Jangan Mengimani Tuhan seperti Imannya Seorang Pemabuk!

JENDELAISLAM.ID – Kita semua sudah hafal di luar kepala tentang rukun iman.  Sejak kecil, kita sudah diajarkan hal ini.  Hanya saja dalam keseharian ucapan dan perilaku kita mungkin masih jauh dari bunyi rukun iman yang simpel itu.

Jangan-jangan kita mengimani Tuhan sekedar seperti imannya seorang pemabuk.
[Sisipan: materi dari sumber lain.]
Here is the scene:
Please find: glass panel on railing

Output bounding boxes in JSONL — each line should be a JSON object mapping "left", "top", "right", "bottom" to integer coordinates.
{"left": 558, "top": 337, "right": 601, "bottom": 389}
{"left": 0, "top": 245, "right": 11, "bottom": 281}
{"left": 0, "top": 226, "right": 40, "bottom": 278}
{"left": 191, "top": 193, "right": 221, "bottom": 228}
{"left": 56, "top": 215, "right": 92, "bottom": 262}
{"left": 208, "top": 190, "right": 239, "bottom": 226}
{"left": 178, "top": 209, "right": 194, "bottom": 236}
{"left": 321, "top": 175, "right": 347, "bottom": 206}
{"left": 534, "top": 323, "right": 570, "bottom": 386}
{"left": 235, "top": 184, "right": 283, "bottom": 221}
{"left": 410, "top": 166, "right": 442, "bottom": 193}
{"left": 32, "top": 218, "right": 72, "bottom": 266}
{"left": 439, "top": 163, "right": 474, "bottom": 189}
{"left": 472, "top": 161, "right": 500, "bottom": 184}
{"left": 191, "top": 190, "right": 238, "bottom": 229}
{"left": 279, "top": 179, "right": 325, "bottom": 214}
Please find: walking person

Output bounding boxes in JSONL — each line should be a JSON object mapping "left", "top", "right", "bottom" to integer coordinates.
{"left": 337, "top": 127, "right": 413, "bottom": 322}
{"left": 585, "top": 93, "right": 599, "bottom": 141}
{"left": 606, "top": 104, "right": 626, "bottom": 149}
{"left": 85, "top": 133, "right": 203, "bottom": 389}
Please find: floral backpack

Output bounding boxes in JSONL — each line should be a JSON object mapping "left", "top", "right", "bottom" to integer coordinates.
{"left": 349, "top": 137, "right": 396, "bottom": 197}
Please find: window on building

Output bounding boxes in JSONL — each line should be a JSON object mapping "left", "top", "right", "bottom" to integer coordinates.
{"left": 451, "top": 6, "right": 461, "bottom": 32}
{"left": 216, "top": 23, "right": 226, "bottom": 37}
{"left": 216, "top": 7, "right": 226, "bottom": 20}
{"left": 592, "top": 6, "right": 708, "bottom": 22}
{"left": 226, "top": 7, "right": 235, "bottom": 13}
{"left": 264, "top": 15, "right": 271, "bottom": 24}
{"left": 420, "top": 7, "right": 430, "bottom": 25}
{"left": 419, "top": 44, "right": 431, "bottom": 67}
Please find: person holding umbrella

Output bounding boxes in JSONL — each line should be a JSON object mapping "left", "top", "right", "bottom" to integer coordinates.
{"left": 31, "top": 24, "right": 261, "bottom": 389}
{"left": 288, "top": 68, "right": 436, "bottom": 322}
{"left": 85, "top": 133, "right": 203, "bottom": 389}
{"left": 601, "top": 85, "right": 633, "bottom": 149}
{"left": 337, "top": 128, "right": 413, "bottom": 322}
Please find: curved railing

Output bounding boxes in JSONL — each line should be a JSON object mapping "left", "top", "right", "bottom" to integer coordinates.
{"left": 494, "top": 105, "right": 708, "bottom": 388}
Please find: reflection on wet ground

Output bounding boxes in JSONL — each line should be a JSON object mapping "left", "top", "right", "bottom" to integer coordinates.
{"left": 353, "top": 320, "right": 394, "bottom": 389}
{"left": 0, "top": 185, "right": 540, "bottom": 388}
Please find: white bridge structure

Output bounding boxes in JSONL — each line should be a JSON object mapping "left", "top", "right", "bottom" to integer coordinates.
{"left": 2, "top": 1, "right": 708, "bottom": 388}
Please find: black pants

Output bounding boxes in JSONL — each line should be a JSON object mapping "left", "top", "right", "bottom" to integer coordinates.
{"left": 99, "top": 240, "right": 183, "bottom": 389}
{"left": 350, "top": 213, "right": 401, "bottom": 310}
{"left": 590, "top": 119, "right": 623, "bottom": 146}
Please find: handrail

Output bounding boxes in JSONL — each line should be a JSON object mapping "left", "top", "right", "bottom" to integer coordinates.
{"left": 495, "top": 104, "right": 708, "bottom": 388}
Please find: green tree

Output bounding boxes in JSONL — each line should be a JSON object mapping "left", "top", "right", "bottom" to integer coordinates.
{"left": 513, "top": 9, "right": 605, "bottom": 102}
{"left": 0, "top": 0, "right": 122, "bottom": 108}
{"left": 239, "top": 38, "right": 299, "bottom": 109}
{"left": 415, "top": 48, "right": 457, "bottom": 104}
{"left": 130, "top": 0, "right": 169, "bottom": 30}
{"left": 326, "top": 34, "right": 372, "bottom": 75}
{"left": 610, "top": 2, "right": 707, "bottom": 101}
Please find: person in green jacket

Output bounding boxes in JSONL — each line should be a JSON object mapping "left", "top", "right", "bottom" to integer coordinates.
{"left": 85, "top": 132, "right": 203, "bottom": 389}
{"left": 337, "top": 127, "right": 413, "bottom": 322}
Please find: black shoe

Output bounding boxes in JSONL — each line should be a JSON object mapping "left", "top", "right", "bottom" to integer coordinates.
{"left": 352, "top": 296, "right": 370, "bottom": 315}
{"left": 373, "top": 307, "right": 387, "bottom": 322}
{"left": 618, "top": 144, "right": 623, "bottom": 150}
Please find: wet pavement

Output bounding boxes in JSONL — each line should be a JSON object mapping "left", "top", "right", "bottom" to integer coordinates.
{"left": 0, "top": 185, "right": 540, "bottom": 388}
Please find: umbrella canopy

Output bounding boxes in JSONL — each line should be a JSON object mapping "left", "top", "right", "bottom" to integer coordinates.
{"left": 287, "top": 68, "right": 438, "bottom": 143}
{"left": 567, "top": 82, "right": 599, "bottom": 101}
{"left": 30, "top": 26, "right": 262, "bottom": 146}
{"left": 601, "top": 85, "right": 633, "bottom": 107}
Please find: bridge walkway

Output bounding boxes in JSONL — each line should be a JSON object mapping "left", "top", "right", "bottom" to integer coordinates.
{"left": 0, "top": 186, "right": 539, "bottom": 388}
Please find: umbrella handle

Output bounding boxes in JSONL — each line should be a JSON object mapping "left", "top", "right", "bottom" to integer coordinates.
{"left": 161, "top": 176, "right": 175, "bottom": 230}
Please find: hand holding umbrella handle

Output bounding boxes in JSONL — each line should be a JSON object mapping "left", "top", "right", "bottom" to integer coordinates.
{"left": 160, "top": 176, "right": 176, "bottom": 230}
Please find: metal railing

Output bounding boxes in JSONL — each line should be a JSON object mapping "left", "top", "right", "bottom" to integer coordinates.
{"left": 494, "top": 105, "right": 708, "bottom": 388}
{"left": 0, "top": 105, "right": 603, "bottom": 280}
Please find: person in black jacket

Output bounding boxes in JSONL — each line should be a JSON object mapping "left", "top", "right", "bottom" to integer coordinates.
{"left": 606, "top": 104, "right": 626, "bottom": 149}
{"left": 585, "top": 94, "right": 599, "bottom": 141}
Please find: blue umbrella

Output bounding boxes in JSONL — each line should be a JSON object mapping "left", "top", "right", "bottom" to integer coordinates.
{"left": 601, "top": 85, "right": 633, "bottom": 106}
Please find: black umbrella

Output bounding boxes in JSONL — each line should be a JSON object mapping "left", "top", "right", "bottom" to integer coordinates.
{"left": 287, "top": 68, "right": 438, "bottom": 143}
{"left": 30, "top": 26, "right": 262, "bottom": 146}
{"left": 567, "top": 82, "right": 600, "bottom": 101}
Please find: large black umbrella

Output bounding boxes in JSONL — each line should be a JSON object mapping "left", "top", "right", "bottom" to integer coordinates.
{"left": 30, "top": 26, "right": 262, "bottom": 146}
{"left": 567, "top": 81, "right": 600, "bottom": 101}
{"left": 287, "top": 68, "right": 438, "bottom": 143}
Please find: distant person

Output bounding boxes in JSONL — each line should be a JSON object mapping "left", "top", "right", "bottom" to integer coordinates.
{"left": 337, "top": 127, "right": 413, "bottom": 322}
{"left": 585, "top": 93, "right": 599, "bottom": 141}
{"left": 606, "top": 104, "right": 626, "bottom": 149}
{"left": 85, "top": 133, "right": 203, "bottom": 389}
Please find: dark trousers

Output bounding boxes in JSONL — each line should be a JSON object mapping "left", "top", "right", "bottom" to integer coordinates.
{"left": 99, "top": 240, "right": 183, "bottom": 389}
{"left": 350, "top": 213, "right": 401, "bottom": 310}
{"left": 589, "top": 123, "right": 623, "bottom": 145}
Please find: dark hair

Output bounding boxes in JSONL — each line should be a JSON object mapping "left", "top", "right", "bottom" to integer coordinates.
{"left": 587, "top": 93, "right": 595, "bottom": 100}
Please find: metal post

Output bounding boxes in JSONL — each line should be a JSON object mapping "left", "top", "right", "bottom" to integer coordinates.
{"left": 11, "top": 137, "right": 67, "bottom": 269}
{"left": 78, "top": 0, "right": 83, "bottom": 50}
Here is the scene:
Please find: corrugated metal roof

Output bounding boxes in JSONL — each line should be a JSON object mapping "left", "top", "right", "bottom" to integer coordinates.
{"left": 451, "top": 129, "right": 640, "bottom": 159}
Kita menghadirkan Tuhan bila mendapat sesuatu yang baik, dan pada kejap berikutnya melupakannya bahkan mengumpat-umpat-Nya ketika mendapatkan kemalangan.

Kita puji Tuhan semau kita, sebagaimana semau kita melupakannya,  “Adapun manusia apabila Tuhannya mengujinya lalu dimuliakan-Nya dan diberi kesenangan, maka dia berkata, “Tuhanku memuliakanku”. Adapun bila Tuhannya menguji-Nya lalu membatasi rezekinya,  dia berkata, “Tuhanku menghinakanku” (QS. al-Fajr: 15-16).

Jadi, baik buruknya Tuhan tergantung pada nasib yang kita terima. Bila mujur, ya berterima kasih dengan mengatakan “Tuhanku memuliakanku” atau “God Loves Me”, tetapi bila sial, mulut kita melecehkan-Nya.

Sungguh, alangkah bodohnya bila pemahaman kita tentang Tuhan seperti ini. Sebab kita mempermainkan seenaknya. Tuhan kita paksa untuk memahami kemauan kita, padahal kitalah yang seharusnya menuruti kemauan Tuhan. 

Ini artinya kita sejatinya mempercayai Tuhan, tapi belum meletakkan pada porsi yang sesungguhnya. Iman kita sebatas di bibir, sedang perilaku kita jauh dari kata itu. Kita mengaku percaya, sementara saat yang sama, kita bermaksiyat, mengumpat, menyalahkan Tuhan,  dan enggan berintrospeksi diri.  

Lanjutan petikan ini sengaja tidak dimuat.